Reservoir configured with this strategy will be cleared fully after each resettingPeriod.

  // reset the reservoir at whole every five minutes
  builder.resetReservoirPeriodically(Duration.ofMinutes(5));  

This strategy is compatible with case of multiple reporters, but in same time it is not provides guaranties that any value written to reservoir will not be reported twice, also at least once reporting semantic also does not supported, because you can miss something value when resetting reservoir immediately after the value was written. If You use this strategy inside JEE environment, then it would be better to call ResilientExecutionUtil.getInstance().shutdownBackgroundExecutor() once in application shutdown listener, in order to avoid leaking reference to classloader through the thread which this library creates for histogram rotation in background.

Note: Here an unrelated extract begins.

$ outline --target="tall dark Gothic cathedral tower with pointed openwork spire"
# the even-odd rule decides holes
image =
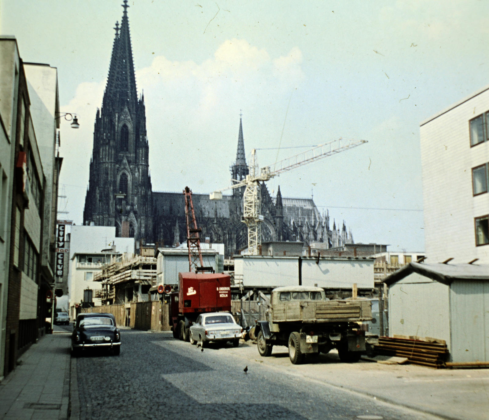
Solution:
[[[115,226],[116,236],[153,241],[153,198],[144,95],[137,96],[128,0],[115,39],[102,108],[95,116],[84,223]]]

Reset reservoir periodically by chunks

Reservoir configured with this strategy will be divided to numberChunks parts and one chunk will be cleared in background after each resettingPeriod, where resettingPeriod = rollingTimeWindow/numberChunks.

The value recorded to reservoir will take affect at least rollingTimeWindow and at most rollingTimeWindow *(1 + 1/numberChunks) time, for example when you configure rollingTimeWindow=60 seconds and numberChunks=6 then each value recorded to reservoir will be stored at 60-70 seconds

  // Split reservoir by 6 chunks, each value recorded to reservoir will take affect to the snapshot approximately 60-70 seconds
  builder.resetReservoirPeriodicallyByChunks(Duration.ofSeconds(60), 6);  

This strategy is more smoothly then resetReservoirPeriodically because reservoir never zeroyed at whole, so user experience provided by resetReservoirByChunks should look more pretty. But remember about memory footprint and do not split reservoir to big amount of chunks. If You use this strategy inside JEE environment, then it would be better to call ResilientExecutionUtil.getInstance().shutdownBackgroundExecutor() once in application shutdown listener, in order to avoid leaking reference to classloader through the thread which this library creates for histogram rotation in background.

Never reset

This strategy should be used if you want to store in reservoir all values since reservoir creation, in other words eviction is not needed.

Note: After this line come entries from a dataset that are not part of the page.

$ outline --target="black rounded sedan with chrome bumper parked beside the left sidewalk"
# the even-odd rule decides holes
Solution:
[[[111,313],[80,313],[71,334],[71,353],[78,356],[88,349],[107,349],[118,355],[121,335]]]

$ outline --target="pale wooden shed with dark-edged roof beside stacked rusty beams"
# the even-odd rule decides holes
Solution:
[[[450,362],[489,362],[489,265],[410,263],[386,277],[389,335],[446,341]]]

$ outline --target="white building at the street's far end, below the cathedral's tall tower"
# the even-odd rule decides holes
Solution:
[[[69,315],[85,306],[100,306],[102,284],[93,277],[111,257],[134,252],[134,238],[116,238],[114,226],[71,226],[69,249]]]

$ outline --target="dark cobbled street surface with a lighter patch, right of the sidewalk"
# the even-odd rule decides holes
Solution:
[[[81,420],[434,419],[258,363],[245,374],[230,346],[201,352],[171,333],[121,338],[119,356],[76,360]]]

  builder.neverResetReservoir();  

This is default behavior, you should not configure anything to achieve it.

Advanced features

This section describes miscellaneous options which are not proposed to be used for regular use cases.

Coordinated omission

When this option is configured then it will be used to compensate for the loss of sampled values when a recorded value is larger than the expected interval between value samples, Histogram will auto-generate an additional series of decreasingly-smaller (down to the expectedIntervalBetweenValueSamples) value records.

  builder.withExpectedIntervalBetweenValueSamples(10);  

WARNING: You should not use this feature for monitoring your application in the production, its designed to be used inside benchmarks and load testing. if something still unclear about this option then refer directly to HdrHistogram documentation and sources.

Snapshot caching

This option configures the period for which taken snapshot will be cached. Snapshot caching can be useful together with bad-designed monitoring solutions(like Zabbix java gateway) which pull monitoring data from application through chain(like RMI/JMX) which does not allow to catch multiple values in single request, as result the values which logically coupled(like different percentiles from same histogram) can be showed on the monitoring screens with unbelievable artifacts, for example "95 percentile" can be showed is greater then "99 percentile" because each of theme taken from different snapshots. You can try to solve this problem by specifying snapshot caching period which greater then one poll cycle but is smaller then intervals between polls:

  // 3 seconds usually enough for single poll cycle 
  builder.withSnapshotCachingDuration(Duration.ofSeconds(3));  

NOTE: Snapshot caching is very useful to have deal with bad-designed monitoring databases, but it does not provide 100% guaranties that logically coupled data always will be stored in the database from same snapshot.